---------------------------------------------------------------------------------
USING THE PENTIUM FLOATING-POINT UNIT
---------------------------------------------------------------------------------
** DISCLAIMER: Please excuse the disarray, this file is a bit of a mess. I'll
try to clean it up soon, but it's hard to find the time. In the meantime, all
the info. is here, you might just have to dig around. Enjoy.
Please be aware that this information is only for super-nerds; regular compilers
tend to optimize FPU usage very well! But if you're really desperate to save
a clock cycle, or just generally knowledge-thirsty, read on.

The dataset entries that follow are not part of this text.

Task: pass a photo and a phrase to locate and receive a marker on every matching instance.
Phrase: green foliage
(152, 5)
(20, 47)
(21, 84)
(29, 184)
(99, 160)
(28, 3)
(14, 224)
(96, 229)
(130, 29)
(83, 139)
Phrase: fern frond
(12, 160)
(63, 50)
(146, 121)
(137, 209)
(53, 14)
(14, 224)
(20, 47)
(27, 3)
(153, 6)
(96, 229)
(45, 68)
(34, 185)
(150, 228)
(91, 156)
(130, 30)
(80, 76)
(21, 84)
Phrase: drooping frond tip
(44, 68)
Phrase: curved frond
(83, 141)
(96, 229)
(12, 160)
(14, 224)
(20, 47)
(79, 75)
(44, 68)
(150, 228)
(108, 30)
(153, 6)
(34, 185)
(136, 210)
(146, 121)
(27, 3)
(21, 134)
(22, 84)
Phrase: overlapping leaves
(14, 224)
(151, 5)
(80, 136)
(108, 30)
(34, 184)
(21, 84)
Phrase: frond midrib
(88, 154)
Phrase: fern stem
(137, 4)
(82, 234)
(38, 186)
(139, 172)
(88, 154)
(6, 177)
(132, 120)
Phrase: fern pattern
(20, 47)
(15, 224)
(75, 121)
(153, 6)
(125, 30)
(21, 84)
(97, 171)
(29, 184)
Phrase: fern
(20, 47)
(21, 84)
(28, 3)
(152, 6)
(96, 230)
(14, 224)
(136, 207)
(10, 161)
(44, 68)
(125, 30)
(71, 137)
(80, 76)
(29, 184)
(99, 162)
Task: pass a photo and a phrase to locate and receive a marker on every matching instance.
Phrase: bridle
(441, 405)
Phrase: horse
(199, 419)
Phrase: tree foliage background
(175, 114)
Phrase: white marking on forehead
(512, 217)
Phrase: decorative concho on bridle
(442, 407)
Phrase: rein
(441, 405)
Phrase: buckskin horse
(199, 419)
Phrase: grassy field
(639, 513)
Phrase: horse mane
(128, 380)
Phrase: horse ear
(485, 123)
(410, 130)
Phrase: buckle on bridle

What you will need: A basic understanding of how stacks/pushes/pops
work; know what a floating point is (vs. integer); know about pointers;
and you will need a compiler that supports Pentium commands/optimizations.
Assembly programming experience and basic understanding of system
architecture are a must.
USING THE PENTIUM FLOATING-POINT UNIT
---------------------------------------------------------------------------------
The FPU is built right in to the Pentium. It has a stack that holds eight
floating-point values, referenced by st(0) through st(7). st(0) is the
"bottom" of the stack and is where pushes and pops occur. It is also the
default register to use for most arithmetic. Here are the basic instructions:
clocks
FLD [pointer] push a copy of an 8-byte f.p. value into st(0) 1
FADD st(0), st(y) add st(y) to st(0) 3
FSUB st(0), st(y) subtract st(y) from st(0) 3
FMUL st(0), st(y) multiply st(0) by st(y) 3
FDIV st(0), st(y) divide st(0) by st(y) ~39
FXCH st(x) swaps st(0) and st(x) where x is in [1..7] 0*
FST [pointer] copy st(0) to mem. location at pointer 2
FADDP, FSUBP, FMULP perform the operation then pop the stack. 3
FSTP store, then pop the stack. 2
-For the four arithmetic operations, either the source or destination operand
MUST be st(0).
-To make a copy of a value in a register you can use FLD st(x). This will copy
it into st(0).
-Many commands can be suffixed by a "P", which, after storing the result, pops
the stack (deletes st(0)). Note that this happens, usually, 3 cycles after
the command is issued (or more if we’re waiting on a source)!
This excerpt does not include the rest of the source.